When your request affects data processed by a Centre as an independent controller, OQUEA may give you the information needed to contact that Centre or, where appropriate, forward your request to it. However, each Centre is responsible for handling the rights that apply to the processing it performs under its own responsibility.

How to exercise them: send an email to support@oquea.com stating the right you wish to exercise and, where necessary, attaching a document evidencing your identity. We will reply within a maximum of one month from receipt of the request (extendable by up to two additional months for particularly complex requests, in which case we will let you know).

Complaints: if you consider that the processing of your data does not comply with applicable law, you may lodge a complaint with the competent supervisory authority:

  • In Spain, before the Spanish Data Protection Agency (AEPD): www.aepd.es.
  • If you reside in another EEA Member State, before your country's supervisory authority.
  • If you reside in another jurisdiction with its own data-protection authority, you may also reach out to it.

Before filing a complaint, we would appreciate it if you raised the matter with us first (support@oquea.com) so we can try to resolve it directly.

11. Automated decisions and artificial intelligence

Currently we do not make decisions based solely on automated processing that produce legal effects on you or similarly significantly affect you. If we incorporate recommendation systems, scoring, AI or automation with relevant effects in the future, we will update this policy and inform you specifically.

If we introduce features based on artificial intelligence, conversational assistants or personalised recommendation systems in the future, we will update this policy before activating them and explain what data is processed, for what purpose, under what legal basis and what control options the User will have.

12. Minors

OQUEA is exclusively for adults.

  • If you are a minor under applicable law, you must not register with OQUEA.
  • At registration we verify legal age.
  • If we detect that an account belongs to a minor, we will delete it.
  • If you are a parent or guardian of a minor who has registered without proper authorisation, write to support@oquea.com and we will delete the account immediately.

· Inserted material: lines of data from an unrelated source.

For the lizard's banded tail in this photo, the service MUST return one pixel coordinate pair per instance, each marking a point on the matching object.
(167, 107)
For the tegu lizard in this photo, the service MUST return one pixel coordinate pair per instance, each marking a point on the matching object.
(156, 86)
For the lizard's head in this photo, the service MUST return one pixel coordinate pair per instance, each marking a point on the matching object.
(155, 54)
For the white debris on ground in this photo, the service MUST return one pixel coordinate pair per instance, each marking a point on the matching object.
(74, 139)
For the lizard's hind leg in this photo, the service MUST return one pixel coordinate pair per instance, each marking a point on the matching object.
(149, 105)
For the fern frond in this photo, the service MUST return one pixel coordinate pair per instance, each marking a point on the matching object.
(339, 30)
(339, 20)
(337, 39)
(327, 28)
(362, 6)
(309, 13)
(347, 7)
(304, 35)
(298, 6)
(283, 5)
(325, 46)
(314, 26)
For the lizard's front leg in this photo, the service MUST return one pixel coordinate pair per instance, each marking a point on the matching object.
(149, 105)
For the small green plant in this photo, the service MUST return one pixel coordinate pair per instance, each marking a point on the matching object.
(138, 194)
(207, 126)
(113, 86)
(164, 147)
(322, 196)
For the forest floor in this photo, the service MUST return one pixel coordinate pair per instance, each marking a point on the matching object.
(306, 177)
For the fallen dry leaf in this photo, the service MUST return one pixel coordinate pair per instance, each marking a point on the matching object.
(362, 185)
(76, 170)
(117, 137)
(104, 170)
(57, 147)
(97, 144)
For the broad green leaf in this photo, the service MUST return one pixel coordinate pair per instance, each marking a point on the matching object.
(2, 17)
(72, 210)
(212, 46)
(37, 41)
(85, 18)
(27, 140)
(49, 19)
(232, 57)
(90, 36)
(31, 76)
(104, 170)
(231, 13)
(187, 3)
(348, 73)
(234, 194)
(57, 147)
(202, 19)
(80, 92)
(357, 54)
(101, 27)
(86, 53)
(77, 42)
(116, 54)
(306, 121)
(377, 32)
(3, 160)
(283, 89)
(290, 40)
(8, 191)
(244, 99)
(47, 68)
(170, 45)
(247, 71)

If we enable features for minors in the future, we will update this policy and put in place the parental authorisation, security and verification mechanisms that apply.

13. Data security

We apply reasonable technical and organisational measures to protect your information, in particular:

  • Encryption in transit (HTTPS/TLS) on all communications between your device and our servers.
  • Encryption at rest for data stored on Firebase.
  • Firestore and Storage security rules that limit, at server level, what each user can read or write.
  • Robust authentication with email magic links or federated sign-in with Google.
  • Internal access controls based on the principle of least privilege.
  • Backups managed by our infrastructure provider.

If a security breach affects personal data, OQUEA will assess its scope and risk. When it is likely to result in a risk to the rights and freedoms of individuals, we will notify the competent supervisory authority as required by the GDPR. When the breach is likely to result in a high risk to your rights and freedoms, we will also notify you without undue delay.

14. Cookies and similar technologies

You can find the full detail in our cookies and similar technologies policy. OQUEA currently only uses strictly necessary technologies for Platform operation and user-chosen preferences, with no analytics, advertising or tracking.

15. Changes to this policy

The current version of this Policy will be the one published at this URL at each time. When we introduce substantial changes, we will inform you prominently (for example, by email or in-app message).

If a change requires your consent, we will not apply that processing until you have validly given it.

16. How to contact us

  • Email: support@oquea.com
  • Postal address: OQUEA TECHNOLOGIES, S.L., Avenida Diego Fernández de Mendoza 11, 3º B, 29006 Málaga, Spain.